Terça-feira, 23 de julho de 2024

Terça-feira, 23 de julho de 2024

Voltar Ministro da Justiça expõe mais uma divergência com o ministro da Defesa

O ministro da Justiça Flávio Dino expôs mais uma divergência com o ministro da Defesa, Jose Múcio. Dino se posicionou contrário à presença de militares em ministérios do governo. A medida chegou a ser incluída na proposta de emenda à Constituição (PEC) das Forças Armadas, mas foi retirada após reunião do líder do governo no Senado, Jaques Wagner (PT-BA), com Múcio. O ministro da Justiça afirmou que espera que o assunto ainda seja discutido na Câmara dos Deputados e que não se considera “voto vencido” dentro do primeiro escalão do governo.

“Você não pode ser pretensioso e até prepotente de achar que tudo que você pensa você consegue enfiar na realidade. Às vezes é preciso compreender o principal, que hoje é a governabilidade e o governo Lula funcionar. Isso exige essa mediação, por isso não me considero vencido. Imaginemos um matrimônio, os cônjuges fazem mediações. É a regra da vida”, falou Dino.

As declarações do ministro foram dadas durante entrevista ao programa “Estúdio I”, da GloboNews. Dino reforçou ainda acreditar que a restrição de atividade politica de militares deveria valer também para policiais.

“Eu não posso ser designado comandante do Exército, tampouco da Marinha e da Aeronáutica porque é um cargo de militares. A Constituição define militares e civis. Há muitos anos tenho sustentado que essa destinação leva a uma inconstitucionalidade e a essa colonização do serviço público civil, que foi o que aconteceu de modo inédito nesse período recente do governo Bolsonaro.”

O ministro justificou ainda que as limitações seriam forma de “preservar carreiras de Estados, sobretudo de quem trabalha com arma na mão”: “Quem trabalha com arma na mão tem um grande poder e por isso mesmo deve ter mais limites.”

A proposta que será apresentada no Congresso vai prever o veto à participação de militares da ativa nas eleições.
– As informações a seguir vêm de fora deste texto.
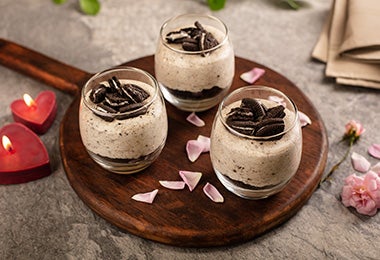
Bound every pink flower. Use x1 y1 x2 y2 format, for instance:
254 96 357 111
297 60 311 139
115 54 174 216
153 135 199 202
344 120 365 143
342 171 380 216
319 120 365 184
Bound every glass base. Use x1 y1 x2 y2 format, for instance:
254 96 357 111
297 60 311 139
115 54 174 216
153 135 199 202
87 142 165 174
160 83 229 112
214 168 290 200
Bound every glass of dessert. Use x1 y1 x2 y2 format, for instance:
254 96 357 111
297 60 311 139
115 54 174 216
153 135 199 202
79 67 168 174
210 86 302 199
154 14 235 112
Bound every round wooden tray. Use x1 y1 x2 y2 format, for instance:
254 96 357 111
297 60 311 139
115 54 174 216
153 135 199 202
0 39 328 247
60 56 327 247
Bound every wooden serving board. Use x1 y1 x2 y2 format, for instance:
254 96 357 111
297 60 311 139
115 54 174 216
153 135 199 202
0 39 328 247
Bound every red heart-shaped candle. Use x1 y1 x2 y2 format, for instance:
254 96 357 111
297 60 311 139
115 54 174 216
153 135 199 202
0 123 51 184
11 90 57 134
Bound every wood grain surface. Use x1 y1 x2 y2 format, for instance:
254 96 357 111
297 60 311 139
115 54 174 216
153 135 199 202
0 39 328 247
60 56 327 247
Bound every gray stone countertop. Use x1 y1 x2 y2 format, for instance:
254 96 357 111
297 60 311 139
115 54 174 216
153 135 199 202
0 0 380 259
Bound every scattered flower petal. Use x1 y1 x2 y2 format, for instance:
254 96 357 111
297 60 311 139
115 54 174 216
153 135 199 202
368 144 380 159
240 68 265 84
341 171 380 216
186 140 204 162
158 181 186 190
179 171 202 191
298 111 311 127
186 135 210 162
132 189 158 204
344 120 365 143
351 152 371 172
186 112 206 127
197 135 210 153
203 182 224 203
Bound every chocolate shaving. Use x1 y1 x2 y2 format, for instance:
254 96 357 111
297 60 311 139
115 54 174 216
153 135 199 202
226 98 285 140
89 76 149 122
165 21 219 56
Segundo o líder do governo no Senado Jaques Wagner, a restrição para as Forças Armadas assumirem cargos em ministérios “poderia caracterizar um tom discriminatório” e seria “cercear uma decisão do presidente da República”.

Durante a entrevista, Dino também comentou uma possível insatisfação das Forças Amadas com as investigações da Polícia Federal que apura a participação de militares nos ataques de 8 de janeiro. Ele negou que tenha havido qualquer pressão ou pedido por parte de Múcio para que os trabalhos relacionados aos integrantes das Forças Armadas fossem diferenciados.

“Converso regulamente com o ministro Múcio, acho que depois do presidente Lula é a pessoa do governo com quem eu mais converso. Foi meu líder na Câmara, é meu amigo. E nós toda semana atualizamos a análise política desse sistema de defesa e segurança pública, que são vinculados. Não vi nada essa ideia de que as investigações não devem seguir, ao contrário”, afirmou Dino.

Esta não é a primeira vez que Dino e Múcio são vozes dissonantes dentro do governo, as tensões entre os dois surgiram logo no início do governo. Em janeiro, o ministro da Defesa disse publicamente que acreditava que os acampamentos bolsonaristas montados em frente a quartéis iriam se dissipar naturalmente e os classificou como “democráticos”. A frase irritou colegas de governo,.

O chefe da Defesa também se mostrou favorável à permanência de um militar à frente do Gabinete de Segurança Institucional (GSI), após a saída do general Gonçalves Dias, exonerado depois da divulgação de imagens do circuito interno de câmeras de segurança do Palácio do Planalto, que mostraram ele caminhando e interagindo com os invasores do 8 de janeiro.